Pentagon officials last week cut off employee access to private webmail after a malicious, pervasive email campaign was spotted.
Employees could not log on to commercial webmail services from the military’s network for about 48 hours beginning Thursday night, according to the Defense Department. The Defense Information Systems Agency, which operates the Department of Defense Information Network, severed connections, by direction of U.S. Cyber Command.
Defense restored access over the weekend.
“The decision to temporarily block commercial webmail services was a result of a recent, widespread phishing effort,” agency spokesman Jeffrey Capenos told Nextgov in an email Wednesday.
Decision to temporarily block commercial webmail services was a result of a recent, widespread phishing effort
He declined to comment on whether the adversaries disrupted or compromised any systems, but said the agency routinely fights well-resourced threats.

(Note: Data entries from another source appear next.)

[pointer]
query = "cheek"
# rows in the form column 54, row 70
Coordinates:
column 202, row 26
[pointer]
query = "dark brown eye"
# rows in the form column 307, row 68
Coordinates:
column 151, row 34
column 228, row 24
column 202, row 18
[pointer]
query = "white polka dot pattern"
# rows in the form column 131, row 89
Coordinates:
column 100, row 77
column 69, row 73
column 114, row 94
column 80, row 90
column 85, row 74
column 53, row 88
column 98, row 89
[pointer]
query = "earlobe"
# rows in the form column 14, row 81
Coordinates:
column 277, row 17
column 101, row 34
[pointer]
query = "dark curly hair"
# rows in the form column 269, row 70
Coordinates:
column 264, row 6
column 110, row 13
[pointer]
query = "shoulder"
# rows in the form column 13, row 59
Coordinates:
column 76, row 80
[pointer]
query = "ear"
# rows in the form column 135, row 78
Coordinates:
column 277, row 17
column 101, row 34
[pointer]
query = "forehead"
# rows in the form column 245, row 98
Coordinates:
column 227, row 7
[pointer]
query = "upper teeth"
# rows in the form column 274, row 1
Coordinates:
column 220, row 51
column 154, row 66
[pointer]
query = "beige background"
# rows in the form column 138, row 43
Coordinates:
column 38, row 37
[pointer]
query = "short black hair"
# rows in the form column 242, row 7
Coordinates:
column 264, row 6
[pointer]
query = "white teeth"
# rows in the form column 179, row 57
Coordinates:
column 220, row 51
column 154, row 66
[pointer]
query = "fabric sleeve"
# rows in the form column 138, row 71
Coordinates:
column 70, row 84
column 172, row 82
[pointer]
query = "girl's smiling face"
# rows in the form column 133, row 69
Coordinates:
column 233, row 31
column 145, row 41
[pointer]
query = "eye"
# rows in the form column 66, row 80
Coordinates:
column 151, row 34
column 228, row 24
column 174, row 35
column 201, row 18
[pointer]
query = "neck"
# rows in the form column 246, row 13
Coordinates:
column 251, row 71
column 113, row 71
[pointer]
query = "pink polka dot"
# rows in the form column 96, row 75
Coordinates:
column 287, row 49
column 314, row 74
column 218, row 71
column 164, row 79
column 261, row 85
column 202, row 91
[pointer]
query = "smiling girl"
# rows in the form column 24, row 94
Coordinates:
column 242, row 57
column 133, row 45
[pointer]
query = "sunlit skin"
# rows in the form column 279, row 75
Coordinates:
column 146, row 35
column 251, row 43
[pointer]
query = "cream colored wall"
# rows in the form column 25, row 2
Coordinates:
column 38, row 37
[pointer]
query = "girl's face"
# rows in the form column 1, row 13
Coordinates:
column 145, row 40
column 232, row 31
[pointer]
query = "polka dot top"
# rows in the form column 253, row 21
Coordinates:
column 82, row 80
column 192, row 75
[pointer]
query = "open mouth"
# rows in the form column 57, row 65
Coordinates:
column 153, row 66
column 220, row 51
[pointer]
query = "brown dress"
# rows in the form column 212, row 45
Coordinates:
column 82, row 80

“Given any indicators of suspicious activity,” Pentagon cyber pros have systematic procedures in place and, “as appropriate, mitigate malicious activity, confirm network security and integrity, and further harden defenses,” Capenos said.
“DOD cyber forces counter thousands of adversarial cyber efforts daily, and in the highly contested domain of cyberspace, we remain focused on aggressively preventing, mitigating and maintaining resilience against increasingly sophisticated efforts,” he said.
The military was rattled by a successful targeted “spearphishing” attack last summer. In July, hackers tricked Joint Staff personnel into opening emails that helped a nation state, reportedly Russia, penetrate a Pentagon unclassified network.